小説

『狼はいない』光浦こう(『狼少年』)

 雑草がぼうぼうと伸びたかつての遊牧地は、半分腐った茶色い木の柵で囲まれている。右手には羊を飼うための家畜小屋、左手には平屋建ての家、そして入り口から一番奥の小さな塔の様な建物には錆びて色が褪せてしまった鐘が吊るされている。
 大切な羊達に危険が迫った際の警笛として。
 柵に沿って無防備な家の方へと歩んで行く、遠目には分からないが外壁は亀裂がいくつも走り、触るとぽろぽろと土が落ちる。蔦が伸び身長よりも高い所に小さな花が咲いていた。
 扉を軽く押してみると、ギイと嫌な音を立て中への道を開けてくれた。下手に力を入れたら壊してしまいそうな程に脆い。部屋の中だと言うのに天井に空いた穴から光が射し不思議な程明るく、埃が舞っているのが光の筋の中に浮かび上がる。机、椅子、棚、やかん等が今でも人が住んでいるかの様な、当たり前と言う調子で配置され空間に収まっている。
 人の住んでいた気配を感じてしまったせいか、勝手に上がり込んだ事に罪悪感を覚え早々に部屋から出た。
 太陽の光に目を細め壁に手を預けた際、不自然な窪みに手が触れた。
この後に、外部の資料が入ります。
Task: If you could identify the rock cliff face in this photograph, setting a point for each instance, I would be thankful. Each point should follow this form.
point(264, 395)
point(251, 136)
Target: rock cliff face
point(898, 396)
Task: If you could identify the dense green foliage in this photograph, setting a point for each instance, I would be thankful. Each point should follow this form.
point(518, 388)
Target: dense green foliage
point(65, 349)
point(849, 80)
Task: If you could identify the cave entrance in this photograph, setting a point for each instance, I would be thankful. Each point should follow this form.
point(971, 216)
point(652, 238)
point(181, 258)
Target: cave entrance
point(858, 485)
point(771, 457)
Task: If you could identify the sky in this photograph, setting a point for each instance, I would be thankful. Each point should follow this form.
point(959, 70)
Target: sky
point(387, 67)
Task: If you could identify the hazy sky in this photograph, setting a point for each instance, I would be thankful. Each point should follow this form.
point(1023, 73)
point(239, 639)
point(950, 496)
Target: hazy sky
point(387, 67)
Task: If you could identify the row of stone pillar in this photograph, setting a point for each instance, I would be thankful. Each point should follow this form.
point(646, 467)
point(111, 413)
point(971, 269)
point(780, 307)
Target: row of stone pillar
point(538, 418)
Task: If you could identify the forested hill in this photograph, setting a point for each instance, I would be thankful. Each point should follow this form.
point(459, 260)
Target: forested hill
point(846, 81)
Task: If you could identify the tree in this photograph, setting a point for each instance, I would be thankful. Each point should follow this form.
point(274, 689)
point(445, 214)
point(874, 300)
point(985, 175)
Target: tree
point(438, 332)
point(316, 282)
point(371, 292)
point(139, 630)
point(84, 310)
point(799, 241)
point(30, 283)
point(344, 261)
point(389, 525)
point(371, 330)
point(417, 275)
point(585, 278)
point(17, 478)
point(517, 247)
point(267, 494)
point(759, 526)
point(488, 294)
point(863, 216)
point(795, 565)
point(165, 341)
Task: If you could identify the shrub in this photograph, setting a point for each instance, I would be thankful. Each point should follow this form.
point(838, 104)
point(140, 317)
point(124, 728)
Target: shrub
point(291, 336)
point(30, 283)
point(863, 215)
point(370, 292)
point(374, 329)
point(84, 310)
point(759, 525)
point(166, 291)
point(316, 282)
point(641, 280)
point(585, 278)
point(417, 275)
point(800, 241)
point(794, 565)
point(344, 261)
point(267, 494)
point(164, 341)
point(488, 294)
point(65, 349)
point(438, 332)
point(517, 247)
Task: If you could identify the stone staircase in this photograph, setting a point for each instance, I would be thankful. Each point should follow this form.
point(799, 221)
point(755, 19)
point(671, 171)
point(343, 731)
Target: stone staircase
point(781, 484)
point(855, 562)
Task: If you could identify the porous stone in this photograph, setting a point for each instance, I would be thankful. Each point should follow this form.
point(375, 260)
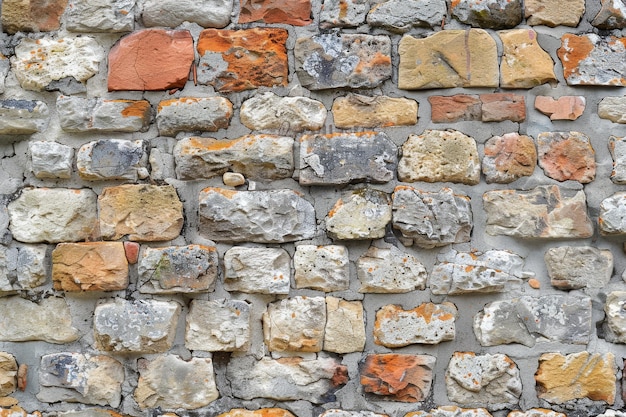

それを見て背中をゾッとした何かが這った。
 オオカミだ。
太い爪で、えぐる様に壁に4本の引っ掻き傷が刻まれている。
 彼は、これに殺されたのか。
 童話の中の出来事であったはずなのに目の前にそれを見せられ自分でも驚く程に動揺しているのが分かった。人の死という生臭い現実が急に目の前に突き出されてしまったのだ。
 逃げなくては、村へと。
 無意識に頭が警笛を鳴らす。バッと後ろを振り返ると来た時には気付かなかった、同じ目線の高さに広場の銅像が見える。遥か昔、この広い草原で1人、彼も村の灯りを眺めていたのだろうか。

 
 小道を来た時よりも遥かに早い速度で下り、一本道へ飛び出すと村の方から1人の男が歩いてくるのが見えた。
その男は汚らしい歯を覗かせながらにやにやと近づいて来る。